9 パーティー(前編)
今日の晩は大きなパーティーがあるってことで、朝ご飯後からいろいろ準備に大忙し。
ちょっと気合入っちゃう。だってパーティーを開くのは、あたしを助けて(拾って?)くれた人たちなんだもん。
実は有名な人たちだって聞いてびっくりした。あたしほんとに運がよかったんだなって。
「しかし、ラルフが引退ねー。」
「正直、俺たちにも痛手なんだけどね。ま、あいつはずっとこっちが目的だったから。」
マリーさんと話してるのは、フェリックスさん。
今回の宴会の主催者さん。
「でもまぁ、盛大に祝ってやりたいからさ。マリーさんもほんとよろしく頼むよ。」
「まかせときな。あ、ミア。ちょっと来て。」
「はーい。」
2人の方に走って行くと、先にフェリックスさんが声をかけてくれた。
「おー、すっかり元気だな。」
「そのセツはおせわになりました。」
「がんばってるみたいでよかったよ。今日はよろしくな?」
「はいっ!」
あたしも気合が入ってるからつい大きな返事をしたら、頭をくしゃくしゃなでてくれた。
「こらこら、うちの娘に手を出すんじゃないよ?」
「うわ、マリーさんひでぇ…俺がそんな風に見えるかよ?」
っていっても、軽口を叩き合ってる感じ。マリーさんとフェリックスさんだと、ちょっと年が離れてるっぽいんだけど、あんまりそんなのを感じないって言うか…あ、何か姉弟みたいな感じ?
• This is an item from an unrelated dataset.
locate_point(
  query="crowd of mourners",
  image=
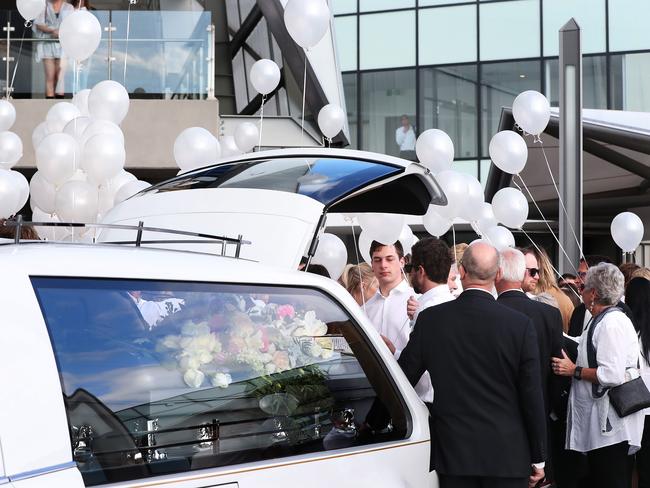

「あはは、まぁいいわ。ミア、ちょっとお使いお願いね。クルトも手が離せないから、ここに書いてあるものを揃えてきて。」
「はーい。」
「でも、ちょっと量があるね…」
マリーさんが眉をひそめる。
そしたらフェリックスさんが何か思いついたように、マリーさんに耳打ちした。
マリーさんもうんうんうなずいてる。
「んじゃ呼んでくるわ。」って言って、フェリックスさんは出て行った。何だろう?
「ミア、ちょっと待ってね。リックが応援呼んできてくれるから。」
「応援?」
リックってフェリックスさんのことだよね。それにしても応援って…
と思ってたらほどなくしてフェリックスさんが、1人の女の人を連れて戻ってきた。
「お待たせっと。連れてきたぜ。」
「ご苦労さん。アリサ、お願いね。」
「まかせてくださいー。ミアちゃん、はじめましてー。でもないっけ。治療師のアリサですー。」
何かほわっとした人だなぁ。
フェリックスさんたちのグループの人だそうで、あたしを拾ってくれたときに一緒にいたからはじめましてじゃないってことみたいだけど…うぅ、あんまし覚えてない、ごめんなさい。
とにかく、アリサさんと一緒に市場へ出発した。
「そうですかー。ミアちゃん、まだ思い出せませんかー。」
「はい…。でもマリーさんもクルトさんも焦らなくていいからって言ってくれてるから。」
「ちょっとだけ、いいですかー?」
「ふぇ?」
「ミアちゃんに魔法を使わせてもらっていいですかー?」
あたしに?魔法??
「それってどういう…?」
「あ、心配しなくていいですよー。もしかしたら記憶喪失の原因がわかるかなーって。」
急なお話にびっくりした。
記憶が戻ればいろいろわかるかもしれないけど、今まで全然思い出せそうになかったし、マリーさんやクルトさんも優しくしてくれてたから、あんまり考えもしてなかった。
でもちょっと怖い気もする…
「…マリーさんとクルトさんに相談して決めてもいい、ですか?」
「そうですねー。その方がいい気がしますー。ごめんなさいねー、急にこんなこと言いだしてー。」
「ううん、ありがとーございます。」
今まで解決しようと積極的に動いてなかったし、やっぱり考えなきゃだめだよね。
「それではー、お使い、急ぎましょー。」
「はーいっ!」
時間は待ってくれないし、まずは今晩の準備をがんばらなきゃ!
また人が増えてしまいました…
人物紹介も作ろうかと思ってます。